Her mother, Mary Kathryn Doolin, sewed clothes for her daughters, she knitted and crocheted. And she collected handkerchiefs — much like Kaleta still does.
“I love to crawl through antique malls. And I think overall, that mom’s collecting hankies influenced me. Hers were more utilitarian. But the ones I’ve collected are colorful and, you know, they’re much more ornate.”
Doolin made her first steel hankie back in the ’80s, she said, for her husband, Alan Govenar, the documentary filmmaker, playwright and music historian.
And as for scrounging for ‘found materials,’ there are also scrapyards.
“I used to go to Liberty Metals” on Singleton Boulevard, Doolin said. “And they’ve closed to the public now. So I’m looking for a new scrapyard.”
Doolin especially likes old augers, those giant drill bits used to dig holes for water drains and telephone poles: She thinks augers have a feminine shape, and you can see that same kind of spiraling curve in some of her “non-auger” sculptures as well. She seems fascinated by waves and waterfalls rendered in metal.
Over her career as an artist, educator and philanthropist, Doolin has also specialized in videos and book art. In fact, perhaps her most overt feminist statement uses a classic college textbook, H. W. Janson’s “History of Art,” first printed in 1962. She read it in her SMU art classes in the ’70s but only learned later about its blinkered thinking.
“When I was doing a paper on women artists,” she said, “I found a reference that said Janson had no women in it, in the original edition. And I was really mad because I’d studied that for two semesters, and I’d never noticed.”
So Doolin set out to put some women in it. In 2017, she sliced a vulva-shaped hole through all of the book’s 572 pages. Her title? “Improved Janson: A Woman on Every Page.” There are copies of the work in the DMA and the Brooklyn Museum of Art, and a number of female artists have since followed Doolin’s example.
Later, she used the cut-outs to create a hanging curtain-like mobile she called “Janson in Chains.”
On a recent morning, Doolin’s East Dallas studio was cluttered, as most atists’ studios typically are. But in addition to the usual unfinished projects, there were artworks being readied for the show, and workmen were fixing two doors. They’re the size of barnyard doors.
Doolin’s studio is in a two-story, red-brick building in East Dallas. More than a hundred years ago, it was Dallas Fire Station #16 — and it stabled their horses. Hence, the doors.
Doolin is the daughter of C. E. Doolin, the man who invented Fritos and Cheetos. She and her husband Alan bought the old fire station in 1991. They restored it, and over the years, it has served art gallery, office and now it’s her work place.
“I love it,” she said, standing amidst the boxes and welding equipment. “I love it. Yeah, this is – this is like home for me.”
Her parents were in the studio this morning – in spirit. One of Doolin’s works has a pair of snow chains hanging down.

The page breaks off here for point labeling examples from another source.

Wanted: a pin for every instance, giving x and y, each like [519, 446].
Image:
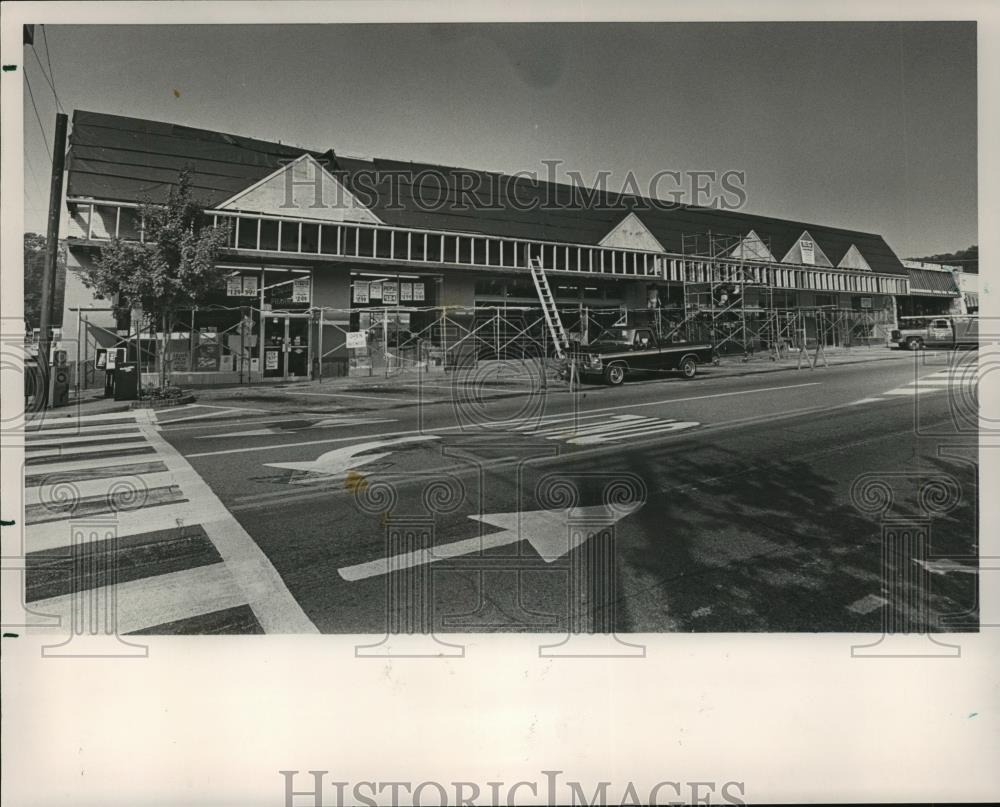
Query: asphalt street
[747, 503]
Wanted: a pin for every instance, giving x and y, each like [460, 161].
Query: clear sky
[868, 126]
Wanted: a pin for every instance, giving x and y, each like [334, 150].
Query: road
[719, 504]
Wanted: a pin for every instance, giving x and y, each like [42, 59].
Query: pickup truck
[620, 352]
[915, 333]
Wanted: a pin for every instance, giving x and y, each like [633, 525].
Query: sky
[867, 126]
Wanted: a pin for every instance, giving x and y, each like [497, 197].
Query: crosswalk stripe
[96, 486]
[113, 560]
[85, 440]
[88, 456]
[152, 600]
[58, 449]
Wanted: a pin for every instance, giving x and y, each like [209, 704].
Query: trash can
[127, 382]
[59, 385]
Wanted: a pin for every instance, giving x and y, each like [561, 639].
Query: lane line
[276, 609]
[614, 437]
[94, 486]
[86, 440]
[88, 472]
[82, 431]
[58, 459]
[591, 412]
[59, 534]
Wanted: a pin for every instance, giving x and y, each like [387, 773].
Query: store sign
[300, 290]
[107, 358]
[357, 340]
[361, 291]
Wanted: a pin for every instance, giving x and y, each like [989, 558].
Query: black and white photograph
[406, 336]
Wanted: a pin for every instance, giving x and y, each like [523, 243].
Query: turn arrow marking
[341, 460]
[326, 423]
[546, 530]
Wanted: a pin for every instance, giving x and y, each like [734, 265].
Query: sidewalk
[487, 380]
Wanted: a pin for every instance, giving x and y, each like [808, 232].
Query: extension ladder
[551, 313]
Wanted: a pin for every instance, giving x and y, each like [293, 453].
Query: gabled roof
[302, 188]
[126, 159]
[631, 233]
[853, 259]
[752, 248]
[794, 254]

“These are my mother’s tire chains,” she said, “from our trips to Colorado when we went skiing.”
Because she saw the chains stored hanging up, she noticed they naturally seemed to nip in — like a waist. So one set of chains has her mother’s nightgown, while the other set has her father’s worklight. The title: “Mom and Dad.”
But Doolin has done much more than make art. She’s taught, curated shows, juried prizes and co-founded the Texas African-American Photo Archive. In 1989, she established a foundation that supports the exhibition and encouragement of female artists — including acquisitions at the Nasher Sculpture Center and the Dallas Museum of Art. (In recent years, the Kaleta A. Doolin Foundation has expanded its efforts to include women in the sciences.)
This fall, the Amon Carter Museum will present a major show on the sculptor Louise Nevelson. Doolin’s foundation supported the exhibition and its catalog. Nevelson’s famous found-art sculptures are favorites of hers.
But unlike Nevelson, who typically created wooden installations the size of walls, Doolin’s work can scale down to the jewel-like, even the intimate.
“I love the delicacy,” she said, “and the strength, together.”
The title of one of her artworks says it all: “Steel Lace.”
“Crazier than Crazy Quilts” runs at the Erin Cluley Gallery and Cluley Projects April 1st through May 6.